Lösemide en sık ateş, bedende morarma, solukluk, halsizlik görüldüğüne işaret eden Çakmak, “Daha ender olmakla birlikte eklem ağrıları, kemik bulguları, görme bozukluğu, testiste şişlik, baş ağrısı üzere yakınmalar da görülebilmektedir. Şayet çocukta açıklanamayan beş günü geçmiş ateşe ek olarak karında şişlik, eklem ağrıları, bedende morarmalar, solukluk bulgularından birkaçı birlikteyse lösemiden şüphelenilmelidir” tabirlerine yer verdi.
“BAŞARI ORANI, YÜZDE 95 ÜZERİNE ÇIKABİLMEKTEDİR”
Lösemi tedavisinin temelini kemoterapi ve gerekli olgulara kranial radyoterapinin oluşturduğunu lisana getiren Çakmak, “Löseminin tiplendirmesine nazaran ömür oranları farklılık göstermektedir. Lösemi tedavisinde başarıyı belirleyen, löseminin alt tipi, hastanın teşhisteki yaşı, teşhis anındaki beyaz küre sayısı, hastanın teşhis anında lösemik hücrelerinde görülen genetik mutasyonlar ve hastanın tedavi cevabına nazaran değişkenlik göstermektedir. Tedavinin toplam müddeti yaklaşık 2.5-3.5 yıl sürmektedir. Hastalık tekrarında, dirençli hastalıkta yahut kalıntı hastalık durumunda hematopoetik kök hücre nakli gündeme gelmektedir. B kökenli lenfoblastik lösemide muvaffakiyet oranları, tedavideki ilerlemelerle yüzde 95 üzerine çıkabilmektedir” dedi.

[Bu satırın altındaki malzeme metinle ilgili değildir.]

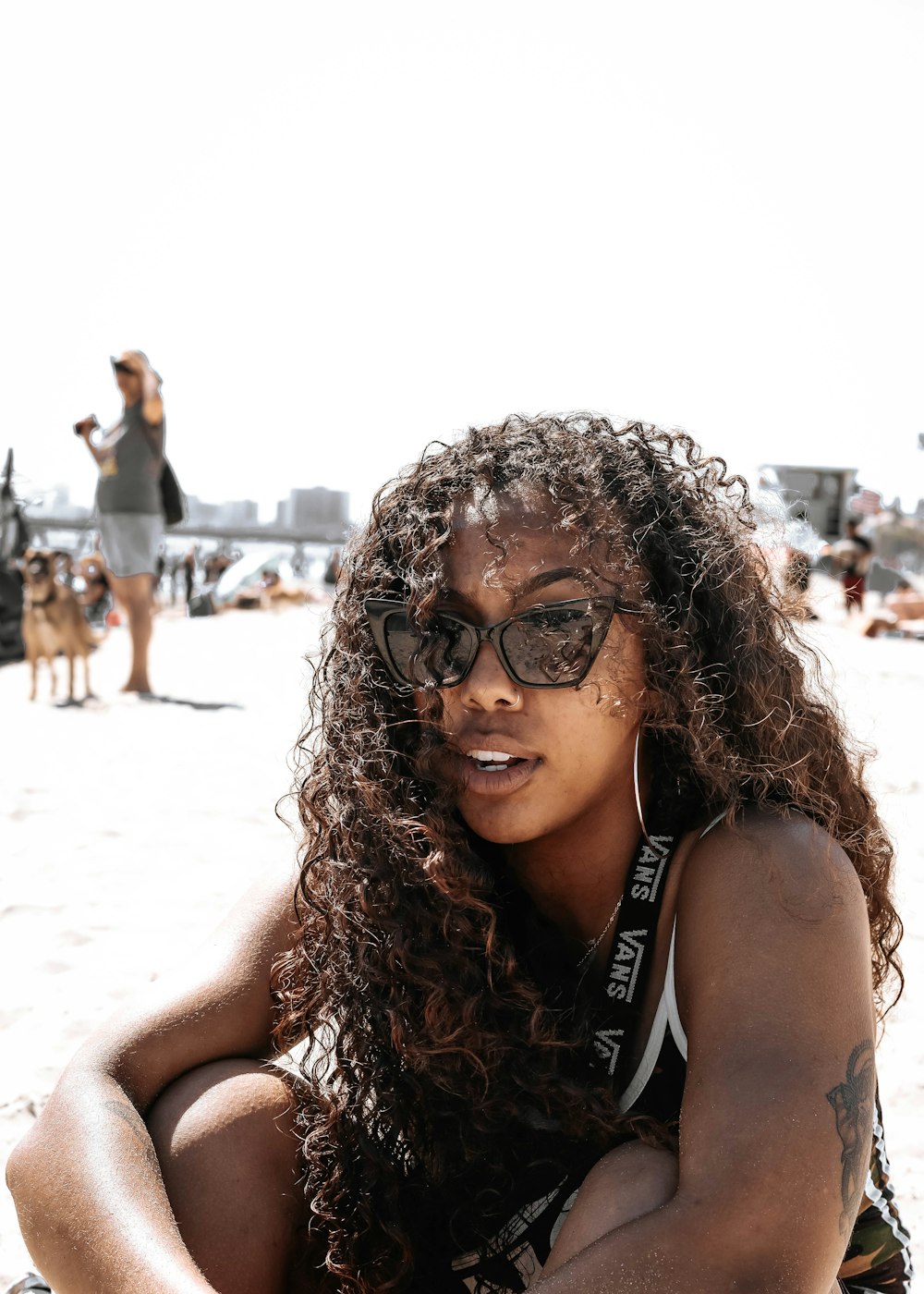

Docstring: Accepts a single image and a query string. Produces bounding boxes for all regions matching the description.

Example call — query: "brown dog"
[22,549,96,702]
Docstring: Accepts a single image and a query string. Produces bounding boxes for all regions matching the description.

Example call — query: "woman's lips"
[461,754,542,796]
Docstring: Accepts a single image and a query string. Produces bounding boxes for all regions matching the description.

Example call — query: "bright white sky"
[0,0,924,525]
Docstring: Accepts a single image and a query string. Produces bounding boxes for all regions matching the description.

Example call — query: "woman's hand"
[74,413,100,441]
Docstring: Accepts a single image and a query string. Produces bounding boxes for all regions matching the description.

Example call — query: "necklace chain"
[576,894,623,970]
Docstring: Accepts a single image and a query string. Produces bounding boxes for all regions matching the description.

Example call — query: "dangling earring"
[631,724,655,848]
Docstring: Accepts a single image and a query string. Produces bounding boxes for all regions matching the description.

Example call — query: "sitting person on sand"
[9,414,910,1294]
[863,580,924,638]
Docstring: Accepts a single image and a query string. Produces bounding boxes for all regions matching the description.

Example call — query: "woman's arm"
[139,360,163,429]
[6,879,294,1294]
[541,814,875,1294]
[74,414,109,467]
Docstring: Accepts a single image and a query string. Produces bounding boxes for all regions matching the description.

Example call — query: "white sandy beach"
[0,582,924,1285]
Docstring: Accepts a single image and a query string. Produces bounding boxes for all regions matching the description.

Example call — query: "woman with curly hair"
[10,414,910,1294]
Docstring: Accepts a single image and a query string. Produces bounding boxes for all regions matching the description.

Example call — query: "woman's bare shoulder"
[678,806,866,922]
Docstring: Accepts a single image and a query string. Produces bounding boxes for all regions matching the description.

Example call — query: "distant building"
[187,494,259,528]
[275,485,349,531]
[760,463,857,541]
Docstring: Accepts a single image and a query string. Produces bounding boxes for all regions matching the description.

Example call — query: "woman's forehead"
[443,492,592,590]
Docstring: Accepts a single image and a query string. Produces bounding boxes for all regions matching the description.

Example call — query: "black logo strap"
[591,824,679,1087]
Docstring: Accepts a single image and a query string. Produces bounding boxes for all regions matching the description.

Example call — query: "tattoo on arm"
[103,1101,161,1177]
[827,1038,876,1235]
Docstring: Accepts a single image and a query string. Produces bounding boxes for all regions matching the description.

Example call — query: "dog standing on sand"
[22,549,96,702]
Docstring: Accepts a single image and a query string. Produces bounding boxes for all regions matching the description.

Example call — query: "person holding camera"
[74,350,164,693]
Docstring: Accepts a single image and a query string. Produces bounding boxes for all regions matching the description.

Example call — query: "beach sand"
[0,580,924,1285]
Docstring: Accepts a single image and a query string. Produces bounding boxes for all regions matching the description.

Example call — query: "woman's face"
[421,495,644,847]
[113,350,141,407]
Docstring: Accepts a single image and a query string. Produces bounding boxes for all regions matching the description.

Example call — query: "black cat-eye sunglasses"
[365,596,638,687]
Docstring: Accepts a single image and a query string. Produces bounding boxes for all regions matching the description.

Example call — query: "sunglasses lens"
[384,611,478,687]
[501,605,598,687]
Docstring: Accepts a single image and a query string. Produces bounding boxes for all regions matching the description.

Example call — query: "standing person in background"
[833,518,872,615]
[181,543,200,605]
[74,350,164,693]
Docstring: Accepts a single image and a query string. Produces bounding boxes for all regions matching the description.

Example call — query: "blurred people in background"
[323,549,342,585]
[831,518,872,615]
[203,549,232,583]
[74,350,164,693]
[863,580,924,638]
[180,543,200,605]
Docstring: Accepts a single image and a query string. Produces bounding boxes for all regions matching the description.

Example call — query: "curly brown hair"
[275,413,901,1294]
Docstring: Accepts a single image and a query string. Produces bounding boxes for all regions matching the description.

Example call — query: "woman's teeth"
[468,751,519,773]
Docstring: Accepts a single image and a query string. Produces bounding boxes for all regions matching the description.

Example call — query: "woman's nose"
[461,643,523,711]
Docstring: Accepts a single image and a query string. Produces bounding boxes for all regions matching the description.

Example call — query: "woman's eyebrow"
[514,567,588,598]
[440,567,588,607]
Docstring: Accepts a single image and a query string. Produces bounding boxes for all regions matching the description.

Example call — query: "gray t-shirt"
[96,400,163,517]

“TEDAVİDEN SONRA DA DENETİMLERİ AKSATMAMAK ÖNEMLİ”
Çocukluk çağı lösemisinde risk faktörleri olumluysa, hastalıktan kurtulma bahtının yüksek olduğunu vurgulayan Dr. Çakmak, “Kimi olgularda, kanser hücresindeki genetik nedenlerle tedaviye direnç kelam konusu olabilmektedir. Tedavisini tamamlamış, ortadan yıllar geçmiş, birçok hastamız sağlıklı olarak hayatına devam edebilmektedir. Yeniden de hastalık tekrar edebileceği için, tedavi kısmından sonra da denetimleri aksatmamak kıymetlidir” halinde konuştu.
Çocukluk çağında löseminin, tedavi edilebilen bir hastalık olduğunu lisana getiren Dr. Hatice Mine Çakmak, “Risk faktörleri hastalığın seyrini etkileyebilmektedir. Ailelerin teşhis anında hastalığı kabul edip, korkmadan tedaviye ahenk sağlamaları ehemmiyet taşımaktadır” diyerek açıklamasını tamamladı.